3.2. Knockdown of PLK4 inhibits vitality of HCC cells

To investigate the biological role of PLK4 in HCC, we first investigated the expression of PLK4 in six HCC cell lines (Huh7, BEL‐7402, G2.215, MHCC‐97L, MHCC‐97H, and HepG2) and one immortalized human normal liver cell line L‐02, and found that PLK4 was highly expressed in HCC cell lines, especially Huh7, compared to human normal liver cell line both in mRNA and protein levels (Figures 2A and 4A). So, we knocked down PLK4 by two siRNAs in Huh7. The efficiency of silence was validated at the mRNA and protein levels (Figure 2B). MTT assay and colony formation assay showed that the cell proliferation rate and colony formation ability were significantly reduced relative to controls (Figure 2C,D). Wound‐healing assay showed decreased migration abilities in PLK4 knockdown cells (Figure 2E). Transwell assays also show that knockdown of PLK4 resulted in decreased cell migration and invasion (Figure 2F,G).

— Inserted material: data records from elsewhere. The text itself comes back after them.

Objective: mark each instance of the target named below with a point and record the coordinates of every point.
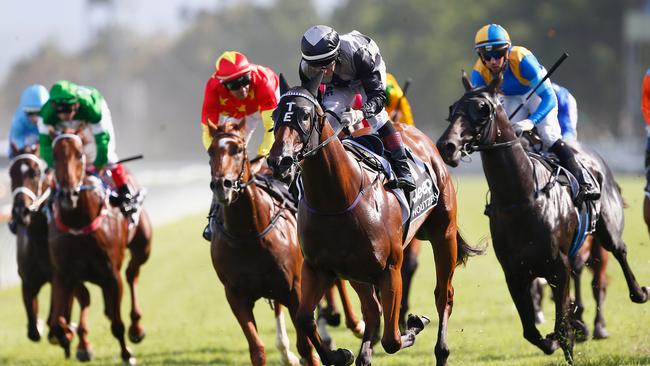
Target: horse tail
(465, 250)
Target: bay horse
(87, 242)
(350, 226)
(593, 255)
(532, 229)
(30, 193)
(254, 246)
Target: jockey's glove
(351, 117)
(522, 126)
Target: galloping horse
(532, 229)
(350, 226)
(88, 239)
(254, 248)
(29, 193)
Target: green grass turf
(189, 322)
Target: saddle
(369, 151)
(587, 212)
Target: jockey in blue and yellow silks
(521, 73)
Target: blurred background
(151, 59)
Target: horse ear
(313, 84)
(284, 86)
(496, 81)
(466, 83)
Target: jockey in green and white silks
(76, 107)
(521, 73)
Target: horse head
(69, 167)
(27, 175)
(298, 121)
(477, 121)
(229, 164)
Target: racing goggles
(238, 83)
(493, 54)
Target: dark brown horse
(255, 252)
(88, 239)
(594, 256)
(30, 193)
(350, 226)
(532, 228)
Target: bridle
(309, 138)
(481, 120)
(39, 196)
(237, 185)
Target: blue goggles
(494, 54)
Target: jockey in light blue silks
(521, 73)
(24, 130)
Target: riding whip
(548, 74)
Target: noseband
(482, 123)
(318, 122)
(238, 185)
(37, 197)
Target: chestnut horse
(88, 239)
(593, 255)
(30, 193)
(254, 247)
(350, 226)
(532, 229)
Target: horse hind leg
(609, 235)
(242, 308)
(282, 339)
(140, 248)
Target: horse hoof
(359, 329)
(600, 333)
(135, 336)
(84, 355)
(344, 357)
(417, 323)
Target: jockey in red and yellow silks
(645, 109)
(238, 89)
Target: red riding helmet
(231, 65)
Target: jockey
(236, 90)
(395, 95)
(74, 106)
(24, 131)
(521, 73)
(645, 108)
(567, 113)
(352, 64)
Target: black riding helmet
(320, 45)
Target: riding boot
(393, 143)
(13, 225)
(568, 160)
(207, 232)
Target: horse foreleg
(282, 339)
(351, 321)
(564, 333)
(313, 286)
(242, 308)
(61, 296)
(140, 248)
(409, 266)
(84, 349)
(30, 291)
(371, 310)
(519, 289)
(598, 263)
(112, 291)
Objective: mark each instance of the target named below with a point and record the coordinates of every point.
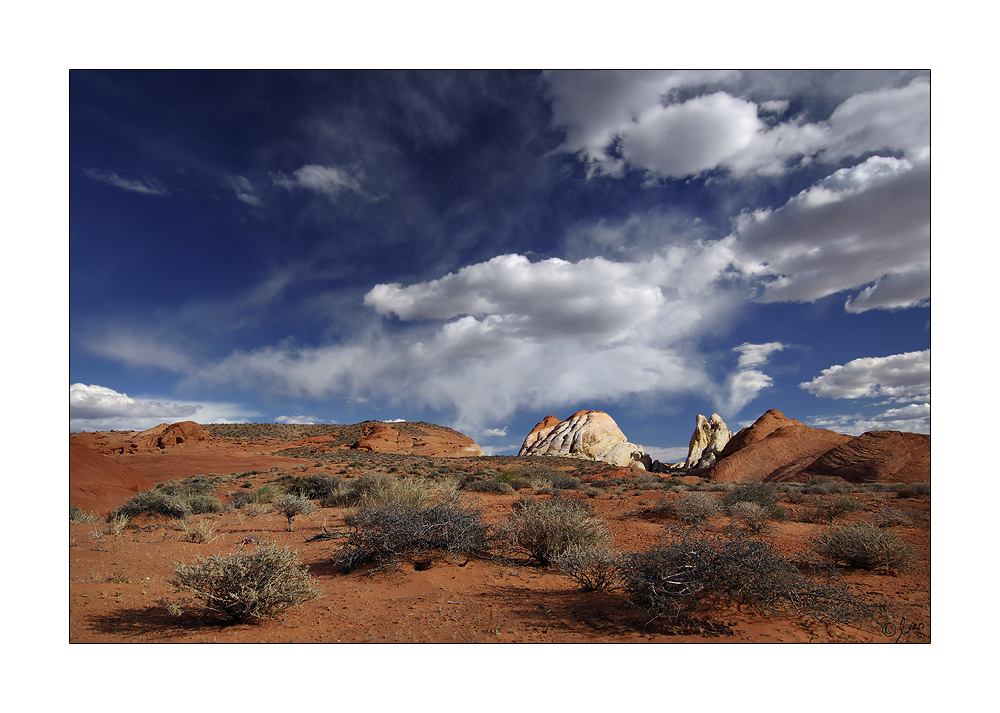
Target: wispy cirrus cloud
(149, 186)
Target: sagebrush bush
(891, 517)
(595, 567)
(292, 505)
(693, 507)
(247, 586)
(546, 529)
(865, 546)
(78, 516)
(154, 502)
(754, 517)
(673, 579)
(385, 533)
(201, 504)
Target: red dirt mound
(430, 441)
(100, 484)
(778, 448)
(878, 456)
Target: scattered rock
(100, 484)
(709, 438)
(593, 435)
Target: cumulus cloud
(244, 191)
(867, 226)
(508, 333)
(644, 121)
(149, 187)
(756, 354)
(99, 408)
(329, 181)
(912, 418)
(901, 377)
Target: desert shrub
(292, 505)
(864, 545)
(494, 485)
(824, 486)
(545, 529)
(912, 490)
(384, 533)
(891, 517)
(693, 507)
(595, 567)
(247, 586)
(266, 493)
(763, 494)
(753, 516)
(201, 504)
(78, 516)
(673, 579)
(154, 502)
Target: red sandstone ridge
(778, 448)
(100, 484)
(420, 440)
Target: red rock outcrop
(100, 484)
(429, 441)
(878, 456)
(778, 448)
(773, 448)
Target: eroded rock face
(586, 434)
(778, 448)
(707, 442)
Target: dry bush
(892, 517)
(595, 567)
(698, 568)
(754, 517)
(693, 507)
(292, 505)
(864, 545)
(247, 586)
(385, 533)
(154, 502)
(546, 529)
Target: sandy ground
(120, 591)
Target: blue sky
(481, 249)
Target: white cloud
(99, 408)
(756, 354)
(867, 226)
(902, 377)
(149, 187)
(912, 418)
(508, 334)
(244, 190)
(638, 119)
(329, 181)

PLK4 is critical for HCC cell proliferation and migration. A, mRNA expression of PLK4 in different HCC cell lines. B, mRNA and protein expression of PLK4 were knockdown in Huh7 cells. C, MTT assays were used to determine the viability after knocking down *PLK4* in Huh7 cells. Data are expressed as the mean ± SEM. **P < .01. D, Clonogenicity assay in *PLK4*‐downregulated Huh7 cells showed the clonal formation ability. Data are expressed as the mean ± SEM. **P < .01. E, Scratch wound‐healing assay was performed to determine the migration of PLK4 knockdown Huh7 cells. Data are expressed as the mean ± SEM. **P < .01. F‐G, Cell migration and invasion ability were assessed by Transwell chambers in *PLK4*‐downregulated Huh7 cells. Data are expressed as the mean ± SEM. **P < .01

PLK4 increases sensitivity of HCC to PLK4 inhibitors. A, The protein expression of *PLK4* was significantly higher in Huh7 and BEL‐7402 cell lines. B, The protein expression of *PLK4* was inhibited in CFI‐400945 treated cell line. C, Drug sensitivity assay of CFI‐400945 was performed in various cell lines with both high and low background *PLK4* expression. The efficiency was evaluated using MTT assay. D, *PLK4*‐downregulated Huh7 cells treated with gradient concentrations of CFI‐400945, and the inhibition effect was assayed by MTT

3.3. PLK4 overexpression promotes cell viability of HCC cells

Meanwhile, we overexpressed PLK4 with plasmids in Huh7 and the overexpression efficiency was verified at the mRNA and protein level (Figure 3A). As a result, MTT assay and colony formation assay revealed that PLK4 overexpression increased cell growth rate (Figure 3B,C). Wound‐healing assay and transwell assay showed significantly increased migration abilities as compared to control (Figure 3D). Transwell assay also showed that overexpression of PLK4 resulted in increased cell invasion (Figure 3E,F). Taken together, we conclude that PLK4 may act as an oncogene in HCC tumorigenesis.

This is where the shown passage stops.